Manninger, Giaccherini commosso: 'Occhi di ghiaccio e sorrisi'
Il calcio italiano piange Alex Manninger: il ricordo di Giaccherini
Il mondo del calcio italiano è stato scosso da una notizia devastante: la scomparsa di Alex Manninger, storico portiere austriaco che ha legato il proprio nome, tra le altre esperienze, alla Juventus. Una perdita che ha colpito profondamente chiunque abbia avuto il privilegio di condividere uno spogliatoio con lui, e che ha trovato una delle sue espressioni più toccanti negli studi di Dazn, dove Emanuele Giaccherini non è riuscito a trattenere l'emozione nel tributare un ultimo saluto al proprio ex compagno di squadra.
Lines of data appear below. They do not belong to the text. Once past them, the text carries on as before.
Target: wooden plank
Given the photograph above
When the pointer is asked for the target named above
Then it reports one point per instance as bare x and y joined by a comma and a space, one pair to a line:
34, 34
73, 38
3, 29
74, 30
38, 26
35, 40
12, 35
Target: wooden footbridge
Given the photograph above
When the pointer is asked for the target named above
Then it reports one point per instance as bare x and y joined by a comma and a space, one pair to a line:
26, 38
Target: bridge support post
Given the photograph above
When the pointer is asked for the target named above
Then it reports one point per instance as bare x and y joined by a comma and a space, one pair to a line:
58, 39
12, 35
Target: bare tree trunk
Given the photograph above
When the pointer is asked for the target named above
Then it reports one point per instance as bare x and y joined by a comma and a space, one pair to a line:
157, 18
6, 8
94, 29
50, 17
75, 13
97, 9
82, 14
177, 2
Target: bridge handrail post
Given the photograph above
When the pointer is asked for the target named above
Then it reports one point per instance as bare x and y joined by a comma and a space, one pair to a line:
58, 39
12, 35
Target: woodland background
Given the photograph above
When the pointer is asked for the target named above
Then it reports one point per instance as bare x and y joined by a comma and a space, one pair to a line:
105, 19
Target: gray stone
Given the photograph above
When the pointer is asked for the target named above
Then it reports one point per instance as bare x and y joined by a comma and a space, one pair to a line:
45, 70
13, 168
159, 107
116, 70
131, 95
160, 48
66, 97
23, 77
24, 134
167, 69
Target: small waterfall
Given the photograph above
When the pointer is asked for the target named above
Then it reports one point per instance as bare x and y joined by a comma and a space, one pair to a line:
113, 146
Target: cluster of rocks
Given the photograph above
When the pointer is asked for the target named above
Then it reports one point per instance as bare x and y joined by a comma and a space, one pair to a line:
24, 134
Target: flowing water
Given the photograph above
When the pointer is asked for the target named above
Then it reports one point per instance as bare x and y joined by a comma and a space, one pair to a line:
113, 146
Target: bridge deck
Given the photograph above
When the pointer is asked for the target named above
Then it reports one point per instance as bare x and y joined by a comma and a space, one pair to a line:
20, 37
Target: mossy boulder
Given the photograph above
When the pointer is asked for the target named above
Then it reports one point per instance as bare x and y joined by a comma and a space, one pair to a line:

La testimonianza di Giaccherini: un uomo oltre il calciatore
Emanuele Giaccherini, volto noto della Serie A e oggi opinionista televisivo, ha voluto prendere la parola pubblicamente per dipingere un ritratto autentico e umano di Manninger. Attraverso le sue parole, è emersa la figura di un professionista fuori dal comune: un uomo capace di trasmettere sicurezza assoluta con il suo sguardo — definito metaforicamente «di ghiaccio» per la concentrazione e la freddezza agonistica — ma allo stesso tempo dotato di una generosità e di una leggerezza d'animo che si manifestavano in mille sorrisi quotidiani. Non il classico portiere arcigno e solitario, ma un compagno presente, caldo, capace di alleggerire la pressione nei momenti più difficili di una stagione.
Queste testimonianze dirette hanno un valore inestimabile: ci restituiscono la dimensione umana di un atleta che i tifosi hanno ammirato soprattutto attraverso le sue parate, ma che i compagni di squadra hanno conosciuto e amato per ben altro.
Il contesto: chi era Alex Manninger e cosa rappresentava per la Juventus
Alex Manninger ha vissuto una carriera europea di altissimo livello, passando per club di primissimo piano prima di approdare alla Juventus, dove ha ricoperto il ruolo di secondo portiere con una professionalità esemplare. Nel calcio moderno, la figura del portiere di riserva è spesso sottovalutata, eppure il contributo quotidiano in allenamento — la pressione che esercita sul titolare, la qualità del lavoro tecnico, la gestione dell'ambiente nello spogliatoio — è determinante per il rendimento dell'intera squadra. Manninger incarnava alla perfezione questo ruolo ingrato ma fondamentale, e la sua influenza sulla cultura di lavoro bianconera è stata tutt'altro che marginale.
Le circostanze della sua scomparsa, ancora oggetto di indagine da parte delle autorità competenti, aggiungono un ulteriore velo di dolore a una vicenda già di per sé straziante. Il calcio italiano, dalla Serie A fino alle categorie minori, attende con rispetto gli sviluppi di una vicenda che ha colpito l'intera comunità sportiva.
L'opinione di Lombardia Calcio
Momenti come questo ci ricordano perché il calcio, al di là dei risultati e delle classifiche, sia qualcosa di profondamente umano. Alex Manninger non era soltanto un portiere: era un professionista che ha attraversato i migliori campionati europei lasciando un segno indelebile in chiunque lo abbia incrociato. La testimonianza di Giaccherini — genuina, priva di retorica, visibilmente sofferta — vale più di qualsiasi statistica o palmares.
In un'epoca in cui il dibattito calcistico è spesso dominato da polemiche tattiche, calciomercato e numeri, fa bene fermarsi e ascoltare chi racconta di un collega con gli occhi lucidi. È il calcio nella sua forma più autentica. Come redazione, ci stringiamo alla famiglia di Manninger e a tutti coloro che lo hanno amato, dentro e fuori dal rettangolo di gioco.
Conclusione: un addio che unisce il calcio europeo
La scomparsa di Alex Manninger lascia un vuoto difficile da colmare, non solo tra chi lo ha conosciuto direttamente, ma nell'intera comunità calcistica che ha potuto apprezzarne il talento e la classe in anni di militanza ai massimi livelli. Il tributo di Emanuele Giaccherini rappresenta la voce di uno spogliatoio intero, il saluto corale di chi ha condiviso allenamenti, trasferte e vittorie con un uomo straordinario. Il calcio italiano, e la Serie A in particolare, non dimenticherà facilmente uno dei suoi custodi più silenziosi e preziosi.